# Melbourne Cup 2012



## Logique (3 November 2012)

Appreciate if someone could tip the 2012 Cup winner for me please.


----------



## Ijustnewit (3 November 2012)

*Re: Melbourne Cup 2011*

I'm tipping # 15 MALUCKYDAY for a place bet or inclusion in multiples at around 14 to 1

Should go well as down in weight 53.5kg as compared to other previous starts. Looking like a rainy afternoon as well and goes much better on a dead to heavy track. Drawn barrier 9 has Jimmy Cassidy on board and trainer is John Hawkes. Also out of Zabeel another really good stayer.

Good Luck to all


----------



## Knobby22 (4 November 2012)

I did OK last year with Red Cadeaux, but I think this is one of the most high quality fileds ever this year.
Lots of study. I wouldn't take less than than 7-1 for Red Cadeux or Americain.


----------



## So_Cynical (4 November 2012)

For what is worth i think its a very open race and that the handicapper and age might have ruled to top 2 out even though the top 2 have form and class...anyway ive settled on #8 Mount Athos, a European 6 Year old with 7 wins form 20 starts, the last win was a 2600 meter group 3 race in August...firm track will suit.


----------



## Knobby22 (4 November 2012)

Yes, that was Offsiders top pick and though i reckon it is a good chance, I think the odds are too low to back.

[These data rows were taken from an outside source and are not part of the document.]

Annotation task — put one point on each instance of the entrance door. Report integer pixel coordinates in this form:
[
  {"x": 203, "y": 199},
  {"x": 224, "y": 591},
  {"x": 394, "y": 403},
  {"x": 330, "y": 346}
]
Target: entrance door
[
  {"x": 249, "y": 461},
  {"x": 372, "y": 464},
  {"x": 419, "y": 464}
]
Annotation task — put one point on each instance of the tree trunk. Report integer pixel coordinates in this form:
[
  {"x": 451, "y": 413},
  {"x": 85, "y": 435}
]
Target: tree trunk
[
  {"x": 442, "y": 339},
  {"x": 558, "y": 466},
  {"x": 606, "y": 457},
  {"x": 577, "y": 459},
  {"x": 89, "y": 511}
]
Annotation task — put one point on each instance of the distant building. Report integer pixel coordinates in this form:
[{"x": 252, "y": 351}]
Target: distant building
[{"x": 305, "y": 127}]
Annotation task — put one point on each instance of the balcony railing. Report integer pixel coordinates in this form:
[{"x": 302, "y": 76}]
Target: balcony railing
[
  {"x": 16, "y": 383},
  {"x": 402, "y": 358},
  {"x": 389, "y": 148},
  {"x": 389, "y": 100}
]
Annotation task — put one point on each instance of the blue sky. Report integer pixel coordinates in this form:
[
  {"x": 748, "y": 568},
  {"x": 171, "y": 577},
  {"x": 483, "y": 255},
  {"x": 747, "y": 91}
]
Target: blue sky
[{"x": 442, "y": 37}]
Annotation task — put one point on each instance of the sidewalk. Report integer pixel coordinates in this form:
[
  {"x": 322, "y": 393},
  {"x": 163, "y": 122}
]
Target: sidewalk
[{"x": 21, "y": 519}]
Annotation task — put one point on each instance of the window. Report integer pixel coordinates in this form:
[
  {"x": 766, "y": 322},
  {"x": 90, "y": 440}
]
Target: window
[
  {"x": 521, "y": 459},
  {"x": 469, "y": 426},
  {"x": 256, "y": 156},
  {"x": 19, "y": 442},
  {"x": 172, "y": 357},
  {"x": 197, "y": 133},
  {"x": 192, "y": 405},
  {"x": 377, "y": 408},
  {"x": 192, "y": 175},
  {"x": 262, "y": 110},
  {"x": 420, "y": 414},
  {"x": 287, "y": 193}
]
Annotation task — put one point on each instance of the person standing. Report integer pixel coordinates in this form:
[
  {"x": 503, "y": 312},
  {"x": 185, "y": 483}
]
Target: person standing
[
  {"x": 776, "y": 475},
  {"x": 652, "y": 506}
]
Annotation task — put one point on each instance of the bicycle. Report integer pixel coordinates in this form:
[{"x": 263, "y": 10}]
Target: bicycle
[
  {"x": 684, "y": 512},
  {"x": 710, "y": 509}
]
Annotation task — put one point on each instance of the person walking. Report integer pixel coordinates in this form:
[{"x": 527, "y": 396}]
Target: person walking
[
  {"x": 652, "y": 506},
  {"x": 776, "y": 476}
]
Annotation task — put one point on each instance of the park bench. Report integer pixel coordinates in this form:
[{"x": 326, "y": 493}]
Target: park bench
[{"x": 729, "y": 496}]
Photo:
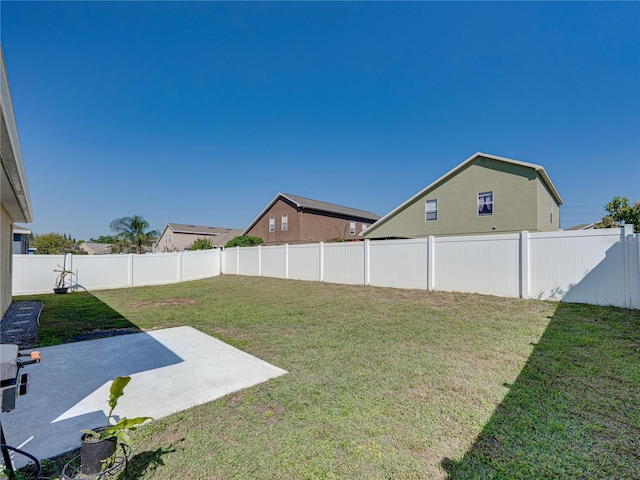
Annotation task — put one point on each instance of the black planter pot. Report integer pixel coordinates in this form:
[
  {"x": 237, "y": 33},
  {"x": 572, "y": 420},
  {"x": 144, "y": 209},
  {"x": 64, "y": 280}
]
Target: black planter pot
[{"x": 94, "y": 453}]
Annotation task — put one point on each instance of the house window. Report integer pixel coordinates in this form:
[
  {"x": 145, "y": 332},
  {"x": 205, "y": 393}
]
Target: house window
[
  {"x": 431, "y": 210},
  {"x": 485, "y": 204}
]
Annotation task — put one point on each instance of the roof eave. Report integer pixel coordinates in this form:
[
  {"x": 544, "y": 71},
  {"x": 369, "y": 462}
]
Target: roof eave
[{"x": 12, "y": 163}]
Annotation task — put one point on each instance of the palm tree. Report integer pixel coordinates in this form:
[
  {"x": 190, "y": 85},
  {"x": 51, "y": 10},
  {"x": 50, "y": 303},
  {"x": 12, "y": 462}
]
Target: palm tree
[{"x": 132, "y": 231}]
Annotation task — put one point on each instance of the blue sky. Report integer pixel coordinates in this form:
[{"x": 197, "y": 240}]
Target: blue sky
[{"x": 201, "y": 112}]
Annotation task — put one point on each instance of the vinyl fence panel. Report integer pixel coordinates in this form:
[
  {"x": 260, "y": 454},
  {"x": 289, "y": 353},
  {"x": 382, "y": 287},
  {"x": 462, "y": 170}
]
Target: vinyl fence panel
[
  {"x": 200, "y": 264},
  {"x": 344, "y": 263},
  {"x": 95, "y": 272},
  {"x": 274, "y": 261},
  {"x": 586, "y": 267},
  {"x": 399, "y": 263},
  {"x": 249, "y": 261},
  {"x": 487, "y": 264},
  {"x": 304, "y": 262},
  {"x": 35, "y": 273}
]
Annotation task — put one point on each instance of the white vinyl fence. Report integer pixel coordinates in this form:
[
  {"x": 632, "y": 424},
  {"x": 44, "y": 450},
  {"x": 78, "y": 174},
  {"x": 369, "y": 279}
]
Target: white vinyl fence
[
  {"x": 599, "y": 267},
  {"x": 36, "y": 273}
]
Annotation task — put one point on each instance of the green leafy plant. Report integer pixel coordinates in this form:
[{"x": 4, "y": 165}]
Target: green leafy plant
[
  {"x": 244, "y": 241},
  {"x": 118, "y": 430},
  {"x": 64, "y": 277},
  {"x": 201, "y": 244}
]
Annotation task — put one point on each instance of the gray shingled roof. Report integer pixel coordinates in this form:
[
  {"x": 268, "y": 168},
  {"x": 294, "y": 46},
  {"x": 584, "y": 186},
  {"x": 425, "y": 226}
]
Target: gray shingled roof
[
  {"x": 303, "y": 202},
  {"x": 218, "y": 235},
  {"x": 199, "y": 229}
]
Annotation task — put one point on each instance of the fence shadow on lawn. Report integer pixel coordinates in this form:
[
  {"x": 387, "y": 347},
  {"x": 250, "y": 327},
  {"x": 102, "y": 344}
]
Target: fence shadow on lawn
[
  {"x": 81, "y": 316},
  {"x": 573, "y": 410}
]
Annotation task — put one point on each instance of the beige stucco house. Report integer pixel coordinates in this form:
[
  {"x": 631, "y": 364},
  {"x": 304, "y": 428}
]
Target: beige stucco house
[
  {"x": 15, "y": 202},
  {"x": 178, "y": 236},
  {"x": 290, "y": 219},
  {"x": 484, "y": 194}
]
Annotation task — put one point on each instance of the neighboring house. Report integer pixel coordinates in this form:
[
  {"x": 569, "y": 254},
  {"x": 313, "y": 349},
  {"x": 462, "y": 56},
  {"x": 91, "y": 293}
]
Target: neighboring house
[
  {"x": 15, "y": 201},
  {"x": 292, "y": 219},
  {"x": 96, "y": 248},
  {"x": 484, "y": 194},
  {"x": 21, "y": 238},
  {"x": 178, "y": 236},
  {"x": 583, "y": 226}
]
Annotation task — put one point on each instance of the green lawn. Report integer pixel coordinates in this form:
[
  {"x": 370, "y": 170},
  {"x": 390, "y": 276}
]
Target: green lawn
[{"x": 386, "y": 383}]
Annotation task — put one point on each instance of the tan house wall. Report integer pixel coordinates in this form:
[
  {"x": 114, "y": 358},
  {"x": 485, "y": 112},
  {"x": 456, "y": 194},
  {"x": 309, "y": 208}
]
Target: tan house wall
[
  {"x": 520, "y": 202},
  {"x": 305, "y": 226},
  {"x": 6, "y": 231}
]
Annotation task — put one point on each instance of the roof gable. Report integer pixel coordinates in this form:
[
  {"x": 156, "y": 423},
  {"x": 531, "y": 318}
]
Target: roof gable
[
  {"x": 539, "y": 169},
  {"x": 317, "y": 205}
]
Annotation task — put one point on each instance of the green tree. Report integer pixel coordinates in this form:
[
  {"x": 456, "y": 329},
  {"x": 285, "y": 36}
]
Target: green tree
[
  {"x": 53, "y": 244},
  {"x": 133, "y": 232},
  {"x": 104, "y": 239},
  {"x": 201, "y": 244},
  {"x": 620, "y": 212},
  {"x": 244, "y": 241}
]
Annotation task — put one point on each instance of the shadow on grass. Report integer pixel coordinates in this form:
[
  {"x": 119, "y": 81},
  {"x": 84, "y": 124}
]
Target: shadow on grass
[
  {"x": 573, "y": 411},
  {"x": 144, "y": 462},
  {"x": 76, "y": 317}
]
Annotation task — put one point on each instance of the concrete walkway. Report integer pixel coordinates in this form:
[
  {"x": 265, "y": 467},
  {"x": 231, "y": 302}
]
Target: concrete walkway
[{"x": 172, "y": 370}]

There are some other horses I think have almost equal chance. Will post tomorrow.


----------



## Miss Hale (4 November 2012)

I was on Red Cadeaux last year too!  Not sure yet what I will back this year yet.


----------



## Logique (5 November 2012)

Thanks everyone. Looking for a bit of value, Ive decided to go with a trifecta:

Americain
Malucky Day
My Quest For Peace


----------



## havaiana (5 November 2012)

I've done a fair bit of research on the horses, historically the internationals are underpriced and good value (this holds true in all countries)

Regarding the other races on cup day my tip for the meeting is back Craig Williams

Also, no one should be betting at the TAB, sign up to an online bookie, get deposit bonus and place your bets pre race at top flucuation, i can't stress enough how important this is. It's like placing a trade through a tier one broker versus placing a trade on a cfd (a betting exchange is also sufficient)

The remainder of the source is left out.